No hay otra opción que trabajar en conjunto, dice con la mirada en el volcán la embajadora de la UE en Ecuador, Marianne Van Steen, y concuerda el ministro local de Ambiente, Tarsicio Granizo, al lamentarse de la situación «dramática» de los glaciares en el país, aunque también aplaude los esfuerzos de conservación.
Y es que en medio de un fuerte y frío viento, Granizo mira complacido la reserva ecológica Antisana, que extiende sus 120.000 hectáreas entre las provincias de Napo y Pichincha, con un rango de altitud que va de los 1.400 a los 5.758 metros, y que acuna a cóndores, osos de anteojos, pumas, tigrillos y lobos, entre otros.
Ya casi no hay vacas ni caballos pues se los expulsó de la reserva porque dañaban el suelo, al punto de dejar algunas zonas sin vegetación, y porque destruían los humedales.

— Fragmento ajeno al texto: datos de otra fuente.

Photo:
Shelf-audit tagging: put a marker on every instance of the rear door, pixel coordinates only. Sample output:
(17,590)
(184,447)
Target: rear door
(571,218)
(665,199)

No todos los turistas (60.000 sólo en 2016), han respetado el paradisíaco lugar, al que se llega por un camino asfaltado y rodeado de planicies y montañas que combinan su verdes plantas con el amarillo verdoso de los pajonales que danzan al viento.
Hay quienes dicen que el clima de la zona recibe al turista de acuerdo a sus vibras: lluvioso a quienes dan a su úlcera un trabajo forzado, y con un sol radiante a los de ánimo ligero, pero estos últimos tampoco se libran del fuerte y helado viento de la zona.

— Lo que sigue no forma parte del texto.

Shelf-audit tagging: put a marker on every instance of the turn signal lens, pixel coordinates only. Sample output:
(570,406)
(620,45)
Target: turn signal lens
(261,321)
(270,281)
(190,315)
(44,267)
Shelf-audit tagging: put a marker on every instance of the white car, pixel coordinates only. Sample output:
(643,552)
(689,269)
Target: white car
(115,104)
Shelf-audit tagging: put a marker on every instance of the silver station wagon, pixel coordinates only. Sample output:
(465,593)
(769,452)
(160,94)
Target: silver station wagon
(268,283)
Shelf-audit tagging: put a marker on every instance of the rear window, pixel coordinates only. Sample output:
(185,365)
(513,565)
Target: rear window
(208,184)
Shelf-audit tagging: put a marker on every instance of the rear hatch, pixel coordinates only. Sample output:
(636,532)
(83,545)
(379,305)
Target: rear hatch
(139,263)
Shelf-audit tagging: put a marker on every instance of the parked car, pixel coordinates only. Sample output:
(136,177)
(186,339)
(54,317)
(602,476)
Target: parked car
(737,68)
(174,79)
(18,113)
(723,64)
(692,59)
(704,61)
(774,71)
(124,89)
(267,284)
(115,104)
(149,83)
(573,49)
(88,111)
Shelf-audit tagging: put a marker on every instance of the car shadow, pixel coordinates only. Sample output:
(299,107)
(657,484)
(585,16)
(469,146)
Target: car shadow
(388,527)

Aunque hay momentos de aguas calmas, a 3.920 metros y dentro de la misma zona protegida a los pies del Antisana, la ventisca levanta pequeñas olas en el embalse en que se convirtió la laguna de La Mica, arropada por pequeñas montañas.
Con capacidad de 24,07 millones de metros cúbicos de agua, -la mayoría proveniente del glacial que decrece en el Antisana-, La Mica abastece del líquido vital a 650.000 habitantes del sur de Quito, y la leyenda dice que esconde sirenas en sus profundidades.
Manuel Simba, guardapáramo de la reserva hídrica Antisana hace 16 años, recuerda que antes la zona era de hacendados que tenían muchos empleados que llevaban a pastar el ganado, pero ellos -cuenta- aprovechaban el viaje para beber alcohol y pescar.
Como lo oyó, repite que las sirenas buscaban a los más borrachos y los halaban de los pies, mientras Granizo cuenta la leyenda del duende chusalongo que daña a quien lastima a la montaña y bromea: «Debería haber un ejército de chusalongos en todo lado» para combatir el cambio climático.